Medya’dan Takip ettiğiniz gibi Yörüklerde yıllar önce kurulmuş olan köy ve mahallenin yıkımı sözkonusu.

Yıllarca Elektrik,su,emlak,çöp vergisi ödeyen Yörükler sakinleri’nin evleri tek, tek Samsun Büyükşehir Belediyesi tarafı’ndan yıkılmaya başladı.

ÇOĞU BAFRALI

Araştırmamızım neticesinde görüldü ki Yörüklerde yıkılan evlerin çoğu Bafralı vatandaşların.

Yörükler halkı evlerinin yıkılmaması için canla başla mücadele ettiler.

Konuyu Meclise dahi taşıdılar ama yıkılmasına engel olamadılar.

DARBE MUHTARLARDAN GELDİ

Evi yıkılan vatandaşların canları yanarken bir darbede Bafra mahalle muhtarlarından geldi.

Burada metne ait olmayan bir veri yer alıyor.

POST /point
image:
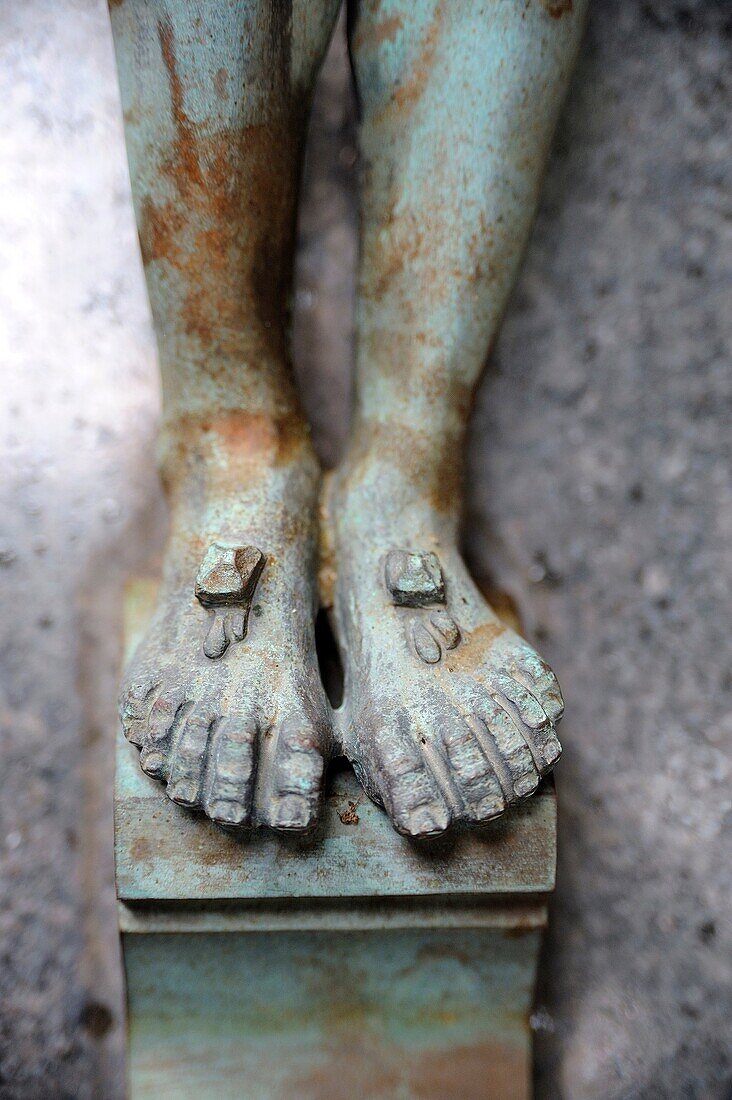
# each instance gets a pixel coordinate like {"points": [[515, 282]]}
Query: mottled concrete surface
{"points": [[600, 498]]}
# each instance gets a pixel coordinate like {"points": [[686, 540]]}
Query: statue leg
{"points": [[224, 695], [449, 715]]}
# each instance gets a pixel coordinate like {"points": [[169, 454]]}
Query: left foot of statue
{"points": [[448, 715]]}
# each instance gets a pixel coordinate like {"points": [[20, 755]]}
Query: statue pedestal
{"points": [[356, 964]]}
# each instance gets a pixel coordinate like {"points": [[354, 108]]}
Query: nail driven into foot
{"points": [[226, 584], [414, 579]]}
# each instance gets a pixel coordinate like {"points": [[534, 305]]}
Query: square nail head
{"points": [[228, 575], [414, 579]]}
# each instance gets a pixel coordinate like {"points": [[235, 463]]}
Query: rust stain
{"points": [[436, 472], [237, 443], [411, 91], [375, 34], [557, 8], [229, 229], [359, 1067]]}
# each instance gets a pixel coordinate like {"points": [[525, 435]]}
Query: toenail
{"points": [[152, 763], [228, 813], [447, 627], [293, 812], [553, 752], [489, 809], [427, 822], [184, 793]]}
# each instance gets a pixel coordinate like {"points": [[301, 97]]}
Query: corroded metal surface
{"points": [[411, 1014], [164, 853], [226, 584], [352, 960], [448, 718]]}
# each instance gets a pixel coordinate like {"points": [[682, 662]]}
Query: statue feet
{"points": [[448, 715], [222, 695]]}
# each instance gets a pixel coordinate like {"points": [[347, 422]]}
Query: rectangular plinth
{"points": [[353, 963]]}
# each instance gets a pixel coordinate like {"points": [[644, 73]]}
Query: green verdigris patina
{"points": [[448, 715]]}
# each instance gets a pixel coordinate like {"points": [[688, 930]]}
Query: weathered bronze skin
{"points": [[448, 715]]}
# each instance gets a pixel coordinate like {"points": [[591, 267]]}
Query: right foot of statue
{"points": [[222, 695]]}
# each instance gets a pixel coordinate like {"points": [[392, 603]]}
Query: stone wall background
{"points": [[600, 497]]}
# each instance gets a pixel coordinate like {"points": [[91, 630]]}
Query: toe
{"points": [[297, 778], [473, 773], [166, 713], [188, 758], [535, 725], [134, 706], [536, 675], [231, 770], [510, 745], [410, 790]]}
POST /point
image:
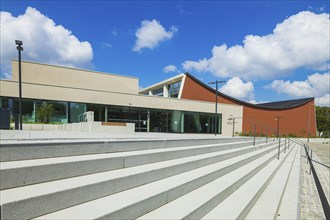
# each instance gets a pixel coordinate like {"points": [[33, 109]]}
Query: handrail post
{"points": [[310, 164], [254, 138], [279, 146]]}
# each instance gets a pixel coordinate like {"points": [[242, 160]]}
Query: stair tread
{"points": [[182, 207], [267, 205], [126, 198], [230, 208], [25, 192], [70, 159]]}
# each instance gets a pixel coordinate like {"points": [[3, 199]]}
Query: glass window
{"points": [[174, 89], [158, 92], [99, 111], [28, 114], [60, 114], [77, 111]]}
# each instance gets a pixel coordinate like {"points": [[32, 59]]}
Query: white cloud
{"points": [[150, 34], [170, 68], [323, 100], [300, 41], [236, 88], [43, 41], [316, 85]]}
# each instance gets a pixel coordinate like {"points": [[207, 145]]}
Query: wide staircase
{"points": [[150, 179]]}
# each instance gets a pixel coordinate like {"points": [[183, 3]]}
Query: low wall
{"points": [[41, 127], [315, 140], [122, 128]]}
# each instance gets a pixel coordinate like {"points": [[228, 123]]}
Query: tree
{"points": [[44, 112], [323, 120]]}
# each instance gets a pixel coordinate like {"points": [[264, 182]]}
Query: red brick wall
{"points": [[292, 121]]}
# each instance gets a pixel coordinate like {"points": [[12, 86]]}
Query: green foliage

3 gün önce Büyükşehir Belediye Başkanı Yusuf Ziya Yılmaz Bafra’da görev yapan mahalle muhtarlarını toplantıya çağırdı. Yaklaşık Bafra’dan 15 mahalle muhtarı toplantıya katıldı.

 KONU YÖRÜKLER

 Toplantıda konu Yörüklerde ki yıkıma gelince Yusuf Ziya Yılmaz “Yörükler de illegal bir yapılaşmanın olduğunu  ve bu kaçak yapılaşmanın kuş cennetine zarar verdiğini ve bu yüzden yıkıldıklarını”  muhtarlara anlattı.

 MUHTARLARDAN DESTEK

 Bizim mahalle muhtarları orada kaçak bir yapılaşmanın olduğunu belirterek bu konuda Başkan Yusuf beye açıktan destek verdiklerini beyan ettiler.

Bafralı muhtarların destek haberi basına Büyükşehir Belediyesi tarafından servis edilmişti. Bafra ve Samsun basını da habere yorum katmadan okuyucusuna aktarmıştı.

 Muhtarlara sosyal medyadan çok sert eleştiriler geldi.

 Vatandaşlar haklı olarak muhtarlara “Siz Bafralının haklarını savunmayı terk edip,  Yörükler ’deki yıkıma destek verdiğinizi büyükşehir Belediye Reisi huzurunda ifade etmişsiniz. Peki, kendi mahallelerinizdeki kaçak, imara ve iskâna aykırı yapıların yıkılmasını da Sayın Başkan’dan Talep Ettiniz mi”?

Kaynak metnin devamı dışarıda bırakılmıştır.